Bastardos sin corazón que entienden la pasión como una sucesión de violencia a base de puñetazos e insultos diarios, salvajismo escondido bajo excusas de la víctima que se siente hundida por la culpa de un pecado que nunca cometió.
No hace falta que repita la idea de colgar de las pelotas a todos aquellos animales rabiosos sin otro arrepentimiento que su propia etílica vanidad. Hundirlos en agujeros oscuros y siendo diariamente apaleados no me parecería una vulneración de los derechos humanos, sino una manera de intentar proteger lo que tanto nos gusta asegurar.
Si nos preguntan nadie diremos que somos machistas.
Ni sexistas.
Ni racistas.
Cuando los focos nos señalan todos somos chicos modelos pero a la vez nos convertimos en meras ovejas del rebaño cuando alguien comenta el escote de una tía o lo que haría con el culo que se esconde bajo una minifalda. No seamos demagogos. Yo mismo llamo cariñosamente perra a mi mejor amiga, alguien podría empezar a tacharme de machista, tal vez lo sería, sino llamase perra también a mi mejor amigo.
A fin de cuentas no creo en el feminismo extremo que cuenta que unos ovarios son mejores que unos testículos, me parece una idea dañina, la artillería que necesita los casposos fachas de gomina o la cruz que esa misma derecha le sigue dando poder para opinar sobre algo terrenal, cuando cada vez menos gente cree en su divinidad.

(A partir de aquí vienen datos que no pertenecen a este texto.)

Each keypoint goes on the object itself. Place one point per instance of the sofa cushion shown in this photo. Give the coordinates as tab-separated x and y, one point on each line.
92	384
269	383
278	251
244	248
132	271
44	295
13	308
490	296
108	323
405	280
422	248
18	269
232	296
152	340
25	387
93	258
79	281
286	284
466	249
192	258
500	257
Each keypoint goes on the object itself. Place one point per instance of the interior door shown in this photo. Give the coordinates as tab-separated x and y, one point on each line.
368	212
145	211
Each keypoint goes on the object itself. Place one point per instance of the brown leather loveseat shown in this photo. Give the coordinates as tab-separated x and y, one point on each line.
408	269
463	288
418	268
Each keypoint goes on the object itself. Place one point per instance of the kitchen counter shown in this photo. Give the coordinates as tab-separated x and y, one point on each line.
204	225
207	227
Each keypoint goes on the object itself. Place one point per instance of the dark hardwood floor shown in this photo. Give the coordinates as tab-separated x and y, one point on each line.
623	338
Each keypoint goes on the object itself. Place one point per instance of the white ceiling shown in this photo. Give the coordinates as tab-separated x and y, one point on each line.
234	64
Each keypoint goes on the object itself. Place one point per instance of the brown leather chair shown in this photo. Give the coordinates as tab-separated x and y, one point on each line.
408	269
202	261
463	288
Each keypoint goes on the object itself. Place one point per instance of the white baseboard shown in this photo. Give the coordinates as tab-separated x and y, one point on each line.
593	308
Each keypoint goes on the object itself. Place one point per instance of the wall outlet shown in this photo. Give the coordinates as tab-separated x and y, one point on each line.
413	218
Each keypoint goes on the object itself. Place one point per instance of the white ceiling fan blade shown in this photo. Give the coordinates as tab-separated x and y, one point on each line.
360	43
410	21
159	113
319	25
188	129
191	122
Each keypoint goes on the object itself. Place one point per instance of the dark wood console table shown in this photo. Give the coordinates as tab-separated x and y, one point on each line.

No digo que la gente deje de creer en Dios sino que no creen que ese ser superior apoye a alguien que viola niños, vive en la opulencia y deja a dementes gobernar como Obispos capaces de comparar el aborto de una mujer violada con las corridas de toros.     
Creo que el problema está en la base, la educación de las nuevas generaciones, esas esponjas que aspirar todo lo que ven de manera saturada a través de la tecnología. Ese es el verdadero agujero negro al que nos enfrentamos. La necesidad de parar un momento en el camino y pensar que es lo que va a suceder dentro de veinte años, si esa música ofensiva salpicada con cuerpos de mujeres semidesnudas, a las que las tratan como meros objetos de agujeros calientes o esos programas donde el intelecto es inversamente proporcional a los kilos de silicona que soporta un ser humano, es lo que realmente se llama evolución humana.
Necesitamos cambiar de forma de ver las cosas.
Un deseo que me resulta imposible a sabiendas que de aquí a unos pocos días el número catorce se convertirá en quince y todos seguiremos cenando sin atragantarnos.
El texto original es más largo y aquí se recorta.